Я смотрю, как она пробует кофе, кладет еще ложку сахара. Помню, как еще мальчишкой никогда не был готов с нею спорить. Она говорила так, что не оставалось никакого пространства для возражений, проезжалась по мне катком своей правды, произносимой сразу, попросту, прямо. Я всегда задирал лапки, не успев сказать и слова. И всегда это казалось несправедливым.
— А ты, мама́? — спрашиваю. — Чего боишься ты? Чего ты не хочешь?
— Быть обузой.
— Ты не будешь.
— Ой, как же ты, Маркос, тут прав.
Из-за этой последней загадочной фразы во мне растекается непокой. Вспоминаю письмо, что Наби дал мне в Кабуле, его посмертное покаяние. Пакт, который Сулейман Вахдати заключил с ним. Не могу отделаться от мысли, что мама́, быть может, заключила похожее соглашение с Талией, если выбрала Талию в спасительницы, когда придет время. Уверен, Талия сдюжит. Она теперь сильная. Она спасет мама́.
Мама́ вглядывается в мое лицо.
— У тебя есть жизнь и работа, Маркос, — говорит она помягче, меняя течение разговора, будто заглянула в мои мысли, заметила мою тревогу. Вставные челюсти, подгузники, лохматые тапки — из-за всего этого я ее недооценил. Она все еще одерживает верх. И всегда будет. — Я не хочу тебя тяготить.
Вот наконец-то ложь — эта последняя фраза, — но ложь милосердная. Не меня она отяготит. И она понимает это не хуже моего. Я отсутствую, я в тысячах миль отсюда. Все неприятности, вся возня и мытарства достанутся Талии. Но мама́ включает меня в этот круг, жалует меня тем, чего я не заслужил — и даже не пытался.
— Ты не отяготишь, — говорю я вяло.
Мама́ улыбается:
— Кстати, о твоей работе. Ты, видимо, догадываешься, что я, вообще-то, не одобрила твой выбор страны.
— Да, я это подозревал.
— Я не поняла, зачем тебе туда. Зачем от всего отказываться — от практики, денег, дома в Афинах, от всего, ради чего ты трудился, — и забраться в это лютое место?
— У меня были причины.
— Я знаю. — Она подносит чашку к губам, но опускает ее, не отпив. — Не умею я такое говорить, — выдает она медленно, почти застенчиво, — но что я тут пытаюсь тебе сказать: из тебя вышел толк. Я тобой горжусь, Маркос.

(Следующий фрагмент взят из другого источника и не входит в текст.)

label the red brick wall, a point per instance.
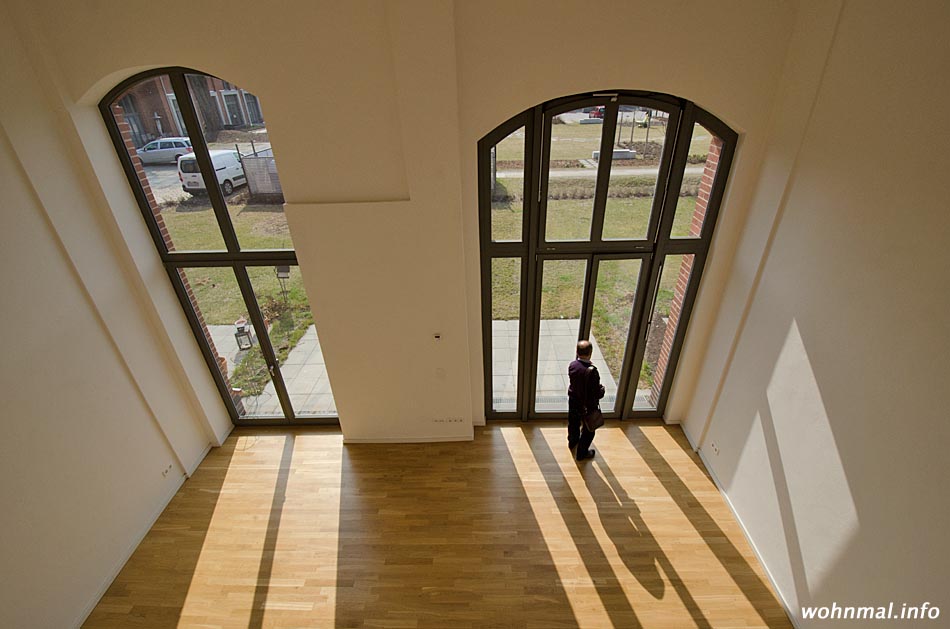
(150, 96)
(682, 281)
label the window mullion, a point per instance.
(202, 155)
(603, 171)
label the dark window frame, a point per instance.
(533, 248)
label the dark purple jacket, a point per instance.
(577, 372)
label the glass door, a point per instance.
(596, 215)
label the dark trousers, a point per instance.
(576, 432)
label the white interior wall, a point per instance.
(829, 427)
(726, 58)
(380, 181)
(82, 455)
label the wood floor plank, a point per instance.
(290, 528)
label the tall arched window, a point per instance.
(596, 213)
(196, 153)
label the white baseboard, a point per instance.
(410, 439)
(201, 457)
(768, 573)
(117, 568)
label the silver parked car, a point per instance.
(164, 150)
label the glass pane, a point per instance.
(562, 295)
(701, 165)
(217, 300)
(244, 162)
(614, 295)
(144, 113)
(507, 188)
(674, 281)
(505, 327)
(572, 173)
(638, 148)
(283, 302)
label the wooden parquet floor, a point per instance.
(290, 528)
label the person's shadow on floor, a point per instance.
(639, 550)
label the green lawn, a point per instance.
(193, 227)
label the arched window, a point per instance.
(196, 153)
(596, 213)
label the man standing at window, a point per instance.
(583, 396)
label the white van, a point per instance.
(227, 166)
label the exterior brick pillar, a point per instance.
(126, 132)
(682, 281)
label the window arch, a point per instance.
(596, 212)
(197, 156)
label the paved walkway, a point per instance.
(304, 372)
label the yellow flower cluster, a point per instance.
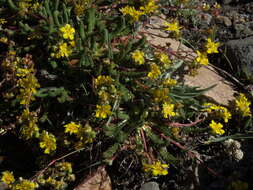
(202, 58)
(29, 126)
(216, 128)
(132, 12)
(220, 111)
(72, 128)
(168, 110)
(173, 27)
(243, 105)
(164, 58)
(149, 7)
(155, 72)
(212, 47)
(28, 86)
(156, 169)
(85, 135)
(47, 142)
(7, 177)
(25, 184)
(161, 95)
(103, 111)
(67, 32)
(62, 49)
(138, 57)
(169, 82)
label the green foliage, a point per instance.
(90, 81)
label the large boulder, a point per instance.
(240, 55)
(222, 93)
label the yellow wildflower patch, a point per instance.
(72, 128)
(170, 82)
(155, 72)
(149, 7)
(48, 142)
(202, 58)
(7, 177)
(103, 111)
(157, 168)
(67, 32)
(138, 57)
(63, 50)
(173, 27)
(212, 47)
(220, 111)
(132, 12)
(217, 128)
(161, 95)
(243, 105)
(168, 110)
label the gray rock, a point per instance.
(224, 20)
(150, 186)
(240, 54)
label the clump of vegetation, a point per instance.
(77, 78)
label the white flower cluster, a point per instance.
(233, 148)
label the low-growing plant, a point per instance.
(75, 76)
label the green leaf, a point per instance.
(109, 153)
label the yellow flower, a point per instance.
(212, 47)
(168, 110)
(164, 58)
(216, 5)
(202, 58)
(243, 105)
(149, 7)
(155, 72)
(220, 111)
(205, 7)
(103, 95)
(156, 169)
(67, 32)
(138, 57)
(63, 50)
(161, 95)
(25, 185)
(170, 82)
(173, 27)
(48, 142)
(7, 177)
(135, 14)
(103, 111)
(217, 128)
(102, 79)
(71, 128)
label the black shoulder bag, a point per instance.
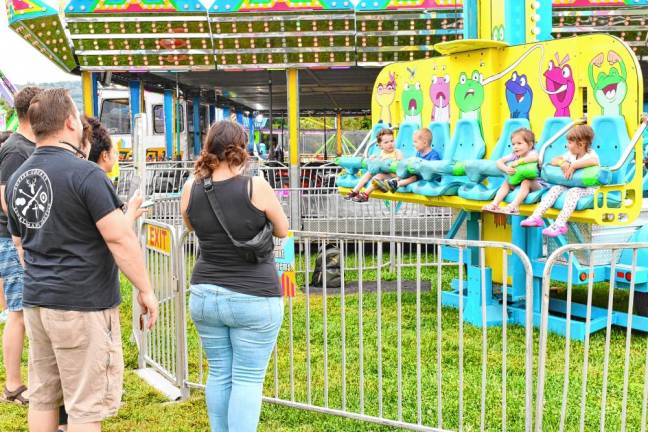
(256, 250)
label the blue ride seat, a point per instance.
(479, 170)
(551, 127)
(467, 143)
(405, 138)
(610, 141)
(440, 140)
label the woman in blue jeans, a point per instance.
(236, 306)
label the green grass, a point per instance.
(144, 409)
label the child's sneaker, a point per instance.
(351, 195)
(361, 197)
(381, 185)
(532, 221)
(555, 230)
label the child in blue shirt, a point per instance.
(424, 150)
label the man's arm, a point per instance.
(115, 228)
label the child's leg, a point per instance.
(571, 199)
(407, 181)
(501, 193)
(525, 188)
(548, 200)
(363, 180)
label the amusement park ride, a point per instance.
(471, 70)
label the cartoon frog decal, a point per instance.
(609, 89)
(519, 96)
(412, 99)
(559, 81)
(469, 96)
(385, 95)
(440, 96)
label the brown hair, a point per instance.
(582, 134)
(382, 133)
(98, 136)
(22, 100)
(426, 134)
(4, 136)
(526, 134)
(225, 142)
(48, 112)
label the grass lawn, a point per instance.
(144, 409)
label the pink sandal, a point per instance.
(512, 210)
(493, 208)
(532, 221)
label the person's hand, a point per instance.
(133, 211)
(569, 171)
(149, 305)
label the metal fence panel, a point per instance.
(601, 383)
(372, 343)
(163, 347)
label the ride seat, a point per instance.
(551, 127)
(479, 170)
(440, 141)
(467, 143)
(610, 141)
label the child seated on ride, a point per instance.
(385, 140)
(424, 151)
(522, 141)
(579, 155)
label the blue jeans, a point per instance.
(238, 332)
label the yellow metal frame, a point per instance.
(293, 115)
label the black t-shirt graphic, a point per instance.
(54, 201)
(13, 154)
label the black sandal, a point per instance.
(16, 396)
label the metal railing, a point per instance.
(375, 344)
(162, 347)
(606, 388)
(317, 202)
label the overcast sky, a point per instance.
(21, 62)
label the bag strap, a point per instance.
(213, 203)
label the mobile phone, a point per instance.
(147, 204)
(134, 187)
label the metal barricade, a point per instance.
(601, 383)
(367, 343)
(163, 347)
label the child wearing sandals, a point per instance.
(424, 151)
(522, 141)
(579, 155)
(385, 140)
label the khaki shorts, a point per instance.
(76, 358)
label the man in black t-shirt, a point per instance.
(71, 234)
(13, 153)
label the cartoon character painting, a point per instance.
(412, 99)
(519, 96)
(609, 89)
(560, 84)
(469, 96)
(440, 96)
(385, 95)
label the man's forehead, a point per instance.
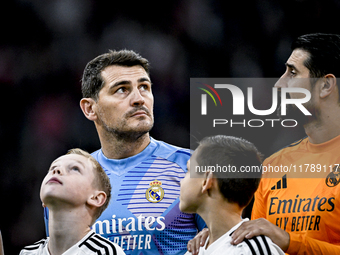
(298, 56)
(114, 72)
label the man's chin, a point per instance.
(293, 113)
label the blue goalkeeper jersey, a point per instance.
(143, 216)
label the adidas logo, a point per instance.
(281, 184)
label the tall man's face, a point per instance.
(125, 103)
(297, 75)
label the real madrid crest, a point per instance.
(333, 178)
(155, 193)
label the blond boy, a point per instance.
(76, 190)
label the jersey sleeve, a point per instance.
(259, 207)
(300, 244)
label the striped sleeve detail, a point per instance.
(33, 248)
(99, 245)
(258, 245)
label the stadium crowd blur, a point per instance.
(45, 46)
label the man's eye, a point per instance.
(144, 87)
(121, 90)
(75, 168)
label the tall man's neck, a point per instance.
(115, 147)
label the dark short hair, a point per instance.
(238, 187)
(92, 81)
(324, 53)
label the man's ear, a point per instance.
(97, 199)
(88, 105)
(207, 182)
(328, 86)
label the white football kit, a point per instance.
(254, 246)
(92, 243)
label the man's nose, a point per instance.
(281, 82)
(137, 98)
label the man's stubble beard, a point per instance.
(122, 132)
(293, 112)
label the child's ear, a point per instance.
(207, 182)
(88, 105)
(97, 199)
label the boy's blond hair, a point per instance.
(101, 180)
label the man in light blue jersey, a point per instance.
(143, 216)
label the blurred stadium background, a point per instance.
(45, 46)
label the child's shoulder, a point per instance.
(95, 244)
(35, 248)
(260, 245)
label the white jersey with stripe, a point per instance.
(92, 243)
(259, 245)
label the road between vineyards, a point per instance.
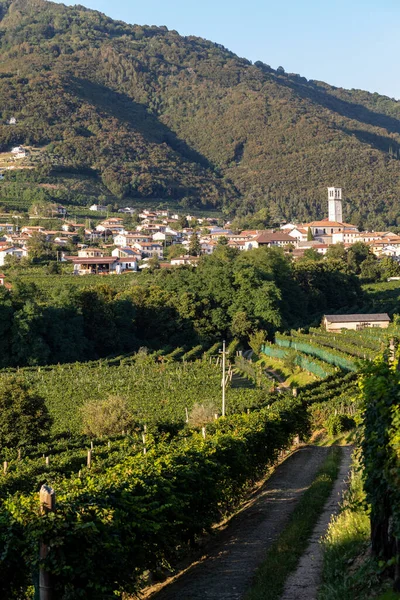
(226, 570)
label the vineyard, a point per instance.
(133, 501)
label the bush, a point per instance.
(200, 415)
(106, 417)
(24, 416)
(337, 424)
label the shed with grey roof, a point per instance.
(357, 321)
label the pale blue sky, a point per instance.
(347, 43)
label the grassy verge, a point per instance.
(296, 379)
(285, 553)
(350, 572)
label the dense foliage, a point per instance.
(112, 525)
(127, 111)
(381, 457)
(228, 295)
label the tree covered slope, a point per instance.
(142, 112)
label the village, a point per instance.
(168, 240)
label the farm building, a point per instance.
(338, 322)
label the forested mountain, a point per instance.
(127, 111)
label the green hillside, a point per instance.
(124, 112)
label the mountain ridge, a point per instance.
(155, 114)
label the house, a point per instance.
(94, 265)
(31, 229)
(278, 238)
(185, 260)
(3, 282)
(298, 233)
(90, 253)
(127, 253)
(8, 227)
(130, 237)
(127, 210)
(126, 264)
(327, 227)
(149, 249)
(11, 251)
(338, 322)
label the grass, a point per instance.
(284, 555)
(296, 379)
(350, 572)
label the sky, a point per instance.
(346, 43)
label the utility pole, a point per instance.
(223, 376)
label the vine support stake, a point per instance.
(223, 376)
(47, 504)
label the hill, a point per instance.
(124, 112)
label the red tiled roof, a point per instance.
(104, 260)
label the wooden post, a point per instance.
(47, 504)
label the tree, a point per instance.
(336, 252)
(154, 263)
(370, 269)
(312, 254)
(290, 360)
(107, 417)
(256, 341)
(194, 245)
(356, 254)
(24, 416)
(39, 249)
(175, 250)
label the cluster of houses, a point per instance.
(120, 249)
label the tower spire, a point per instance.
(335, 212)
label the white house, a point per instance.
(98, 208)
(12, 251)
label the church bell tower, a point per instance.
(335, 204)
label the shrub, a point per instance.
(200, 415)
(106, 417)
(24, 415)
(337, 424)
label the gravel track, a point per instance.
(227, 571)
(303, 584)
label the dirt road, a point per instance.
(226, 572)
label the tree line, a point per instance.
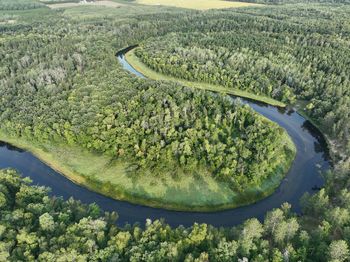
(35, 226)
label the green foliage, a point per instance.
(49, 228)
(52, 93)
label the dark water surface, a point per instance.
(304, 175)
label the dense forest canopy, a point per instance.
(57, 87)
(59, 81)
(34, 226)
(269, 57)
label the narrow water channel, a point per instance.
(304, 175)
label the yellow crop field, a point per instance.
(197, 4)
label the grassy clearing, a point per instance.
(197, 4)
(136, 63)
(195, 192)
(98, 3)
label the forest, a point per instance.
(35, 226)
(60, 83)
(52, 92)
(266, 57)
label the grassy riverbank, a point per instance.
(196, 192)
(136, 63)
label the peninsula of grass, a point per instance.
(137, 64)
(195, 192)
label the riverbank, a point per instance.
(138, 65)
(199, 192)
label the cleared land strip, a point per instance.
(97, 3)
(197, 4)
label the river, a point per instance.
(303, 176)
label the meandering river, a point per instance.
(304, 175)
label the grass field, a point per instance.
(136, 63)
(105, 3)
(195, 192)
(197, 4)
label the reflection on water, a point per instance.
(303, 176)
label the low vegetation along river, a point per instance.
(304, 175)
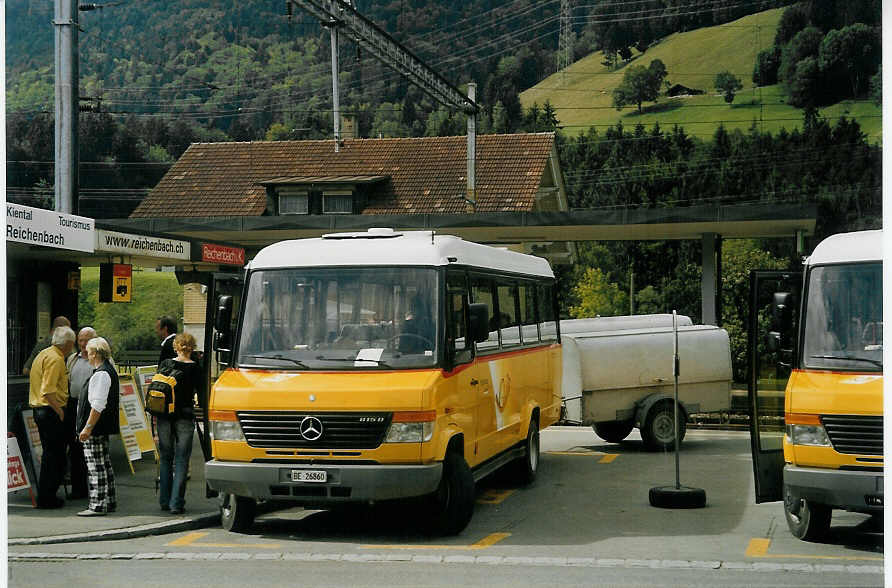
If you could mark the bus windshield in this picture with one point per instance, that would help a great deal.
(844, 318)
(340, 318)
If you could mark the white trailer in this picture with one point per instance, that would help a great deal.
(618, 375)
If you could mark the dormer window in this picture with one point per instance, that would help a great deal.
(293, 201)
(337, 202)
(313, 195)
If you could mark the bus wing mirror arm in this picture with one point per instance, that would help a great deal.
(222, 320)
(479, 315)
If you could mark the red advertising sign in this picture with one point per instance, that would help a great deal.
(222, 254)
(16, 476)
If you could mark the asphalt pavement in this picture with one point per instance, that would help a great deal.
(138, 514)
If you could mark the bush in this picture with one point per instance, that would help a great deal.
(130, 327)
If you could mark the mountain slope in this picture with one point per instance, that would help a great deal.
(582, 96)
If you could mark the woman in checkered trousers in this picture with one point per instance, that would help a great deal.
(97, 418)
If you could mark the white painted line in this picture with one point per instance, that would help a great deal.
(487, 560)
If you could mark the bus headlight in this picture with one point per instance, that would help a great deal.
(225, 426)
(807, 435)
(411, 427)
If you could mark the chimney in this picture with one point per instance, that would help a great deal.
(471, 199)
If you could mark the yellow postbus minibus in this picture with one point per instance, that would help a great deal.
(382, 365)
(817, 383)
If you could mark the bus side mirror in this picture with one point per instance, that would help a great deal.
(222, 320)
(782, 311)
(479, 314)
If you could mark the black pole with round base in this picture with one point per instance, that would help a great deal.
(677, 496)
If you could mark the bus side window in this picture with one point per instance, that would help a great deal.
(529, 326)
(509, 325)
(482, 292)
(457, 317)
(545, 304)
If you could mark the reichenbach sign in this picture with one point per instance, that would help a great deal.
(36, 226)
(222, 254)
(142, 245)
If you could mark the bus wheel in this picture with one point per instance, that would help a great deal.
(237, 512)
(657, 432)
(525, 468)
(807, 520)
(613, 431)
(453, 501)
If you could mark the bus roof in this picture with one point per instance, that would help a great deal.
(386, 247)
(848, 248)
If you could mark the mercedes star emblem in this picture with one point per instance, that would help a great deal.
(311, 428)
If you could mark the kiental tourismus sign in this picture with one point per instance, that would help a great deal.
(36, 226)
(142, 245)
(211, 253)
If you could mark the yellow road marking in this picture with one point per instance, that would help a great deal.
(491, 539)
(605, 457)
(493, 496)
(583, 453)
(191, 539)
(759, 548)
(187, 539)
(487, 541)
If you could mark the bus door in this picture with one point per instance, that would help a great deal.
(221, 284)
(772, 329)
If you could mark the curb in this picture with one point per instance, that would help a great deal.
(196, 522)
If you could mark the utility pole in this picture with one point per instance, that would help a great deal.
(386, 49)
(471, 199)
(342, 14)
(333, 25)
(565, 41)
(65, 22)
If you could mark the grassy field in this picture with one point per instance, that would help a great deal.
(582, 95)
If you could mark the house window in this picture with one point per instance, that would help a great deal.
(337, 203)
(293, 202)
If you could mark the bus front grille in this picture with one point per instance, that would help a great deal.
(270, 428)
(855, 434)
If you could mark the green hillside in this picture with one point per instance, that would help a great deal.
(582, 95)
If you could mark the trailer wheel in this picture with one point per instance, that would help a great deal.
(807, 520)
(658, 433)
(613, 431)
(453, 501)
(237, 512)
(524, 468)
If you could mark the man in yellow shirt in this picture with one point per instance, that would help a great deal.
(48, 397)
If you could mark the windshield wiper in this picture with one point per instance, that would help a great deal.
(849, 358)
(281, 357)
(352, 359)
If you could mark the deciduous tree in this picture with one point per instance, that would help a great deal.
(728, 84)
(640, 84)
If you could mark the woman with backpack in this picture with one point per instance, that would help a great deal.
(97, 418)
(175, 430)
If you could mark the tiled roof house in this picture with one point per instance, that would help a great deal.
(514, 173)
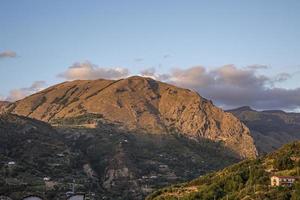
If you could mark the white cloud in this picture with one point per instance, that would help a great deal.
(17, 94)
(87, 70)
(8, 54)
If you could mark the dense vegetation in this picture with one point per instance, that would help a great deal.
(249, 179)
(106, 161)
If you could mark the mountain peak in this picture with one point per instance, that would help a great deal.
(137, 103)
(241, 109)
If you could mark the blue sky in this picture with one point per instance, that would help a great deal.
(49, 36)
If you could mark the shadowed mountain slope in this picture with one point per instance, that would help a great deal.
(106, 161)
(270, 129)
(246, 180)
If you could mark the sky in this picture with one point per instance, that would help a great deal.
(233, 52)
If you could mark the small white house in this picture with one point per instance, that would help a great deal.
(283, 180)
(46, 178)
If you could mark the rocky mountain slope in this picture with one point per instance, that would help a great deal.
(247, 180)
(104, 161)
(30, 151)
(142, 104)
(3, 104)
(270, 129)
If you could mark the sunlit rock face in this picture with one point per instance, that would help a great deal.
(139, 103)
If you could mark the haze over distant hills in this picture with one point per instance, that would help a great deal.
(246, 180)
(124, 138)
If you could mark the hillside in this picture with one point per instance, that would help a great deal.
(106, 161)
(139, 104)
(3, 104)
(31, 150)
(247, 180)
(270, 129)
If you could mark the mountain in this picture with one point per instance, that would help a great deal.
(270, 129)
(106, 161)
(138, 104)
(248, 179)
(31, 150)
(3, 104)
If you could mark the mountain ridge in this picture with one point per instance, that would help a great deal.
(270, 128)
(139, 103)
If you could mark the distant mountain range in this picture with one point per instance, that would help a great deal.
(140, 104)
(122, 139)
(270, 129)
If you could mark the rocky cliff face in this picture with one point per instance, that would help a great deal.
(142, 104)
(270, 129)
(3, 104)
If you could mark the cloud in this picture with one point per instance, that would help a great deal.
(257, 66)
(87, 70)
(151, 73)
(17, 94)
(2, 98)
(8, 54)
(230, 87)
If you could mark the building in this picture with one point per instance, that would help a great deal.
(283, 180)
(46, 178)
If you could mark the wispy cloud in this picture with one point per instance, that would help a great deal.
(257, 66)
(17, 94)
(87, 70)
(8, 54)
(230, 86)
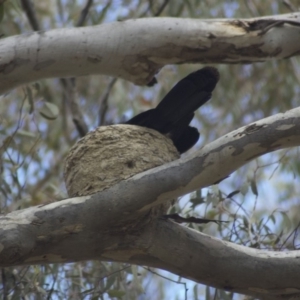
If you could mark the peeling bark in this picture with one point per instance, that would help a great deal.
(136, 49)
(55, 232)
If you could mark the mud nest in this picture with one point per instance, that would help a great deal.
(113, 153)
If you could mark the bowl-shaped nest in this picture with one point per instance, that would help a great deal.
(113, 153)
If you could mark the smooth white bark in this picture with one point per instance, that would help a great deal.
(136, 49)
(97, 225)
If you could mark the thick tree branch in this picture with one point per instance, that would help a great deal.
(98, 224)
(136, 49)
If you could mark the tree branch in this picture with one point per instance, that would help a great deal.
(99, 224)
(136, 49)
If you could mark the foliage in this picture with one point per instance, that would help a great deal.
(260, 200)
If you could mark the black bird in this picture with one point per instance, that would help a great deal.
(174, 113)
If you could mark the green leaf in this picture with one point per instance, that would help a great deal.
(116, 293)
(49, 111)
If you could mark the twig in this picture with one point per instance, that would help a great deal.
(84, 13)
(28, 7)
(71, 97)
(180, 219)
(104, 102)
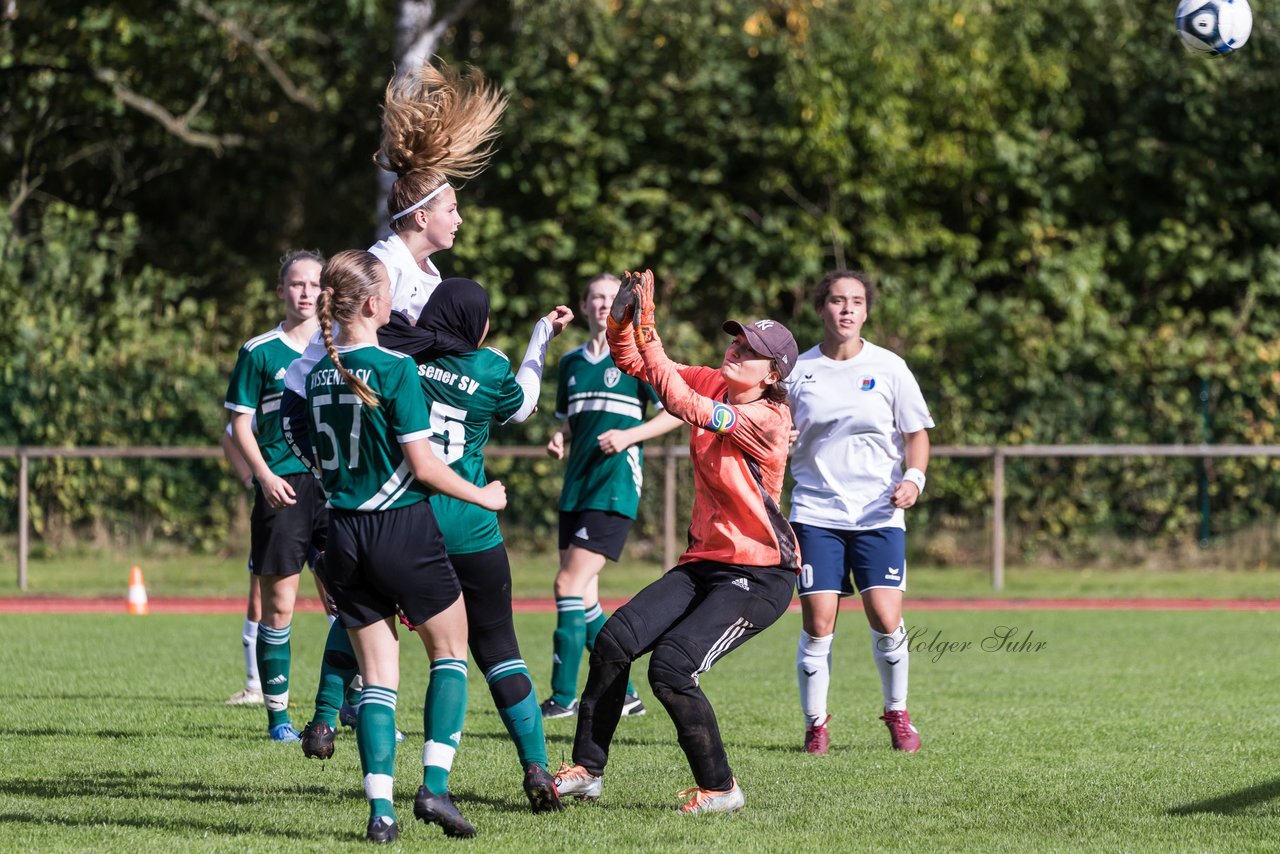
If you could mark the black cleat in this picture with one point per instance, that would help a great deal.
(318, 740)
(382, 830)
(540, 790)
(439, 809)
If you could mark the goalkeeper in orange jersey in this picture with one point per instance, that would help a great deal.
(737, 575)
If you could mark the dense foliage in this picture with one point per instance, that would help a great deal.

Упираю взгляд в руки. Чувствую, как ее слова проникают в мою глубину. Она меня ошарашила. Застала врасплох. Своими словами. Или этим мягким светом в глазах, когда она это сказала. Я растерянно ищу, что же ответить.
— Спасибо, мама́, — бормочу.
Мне нечего добавить, и мы сидим тихо, меж нами густо от неловкости и осознания, сколько времени потеряно, сколько возможностей растрачено.
— Я хотела тебя спросить кое о чем, — говорит мама́.
— О чем же?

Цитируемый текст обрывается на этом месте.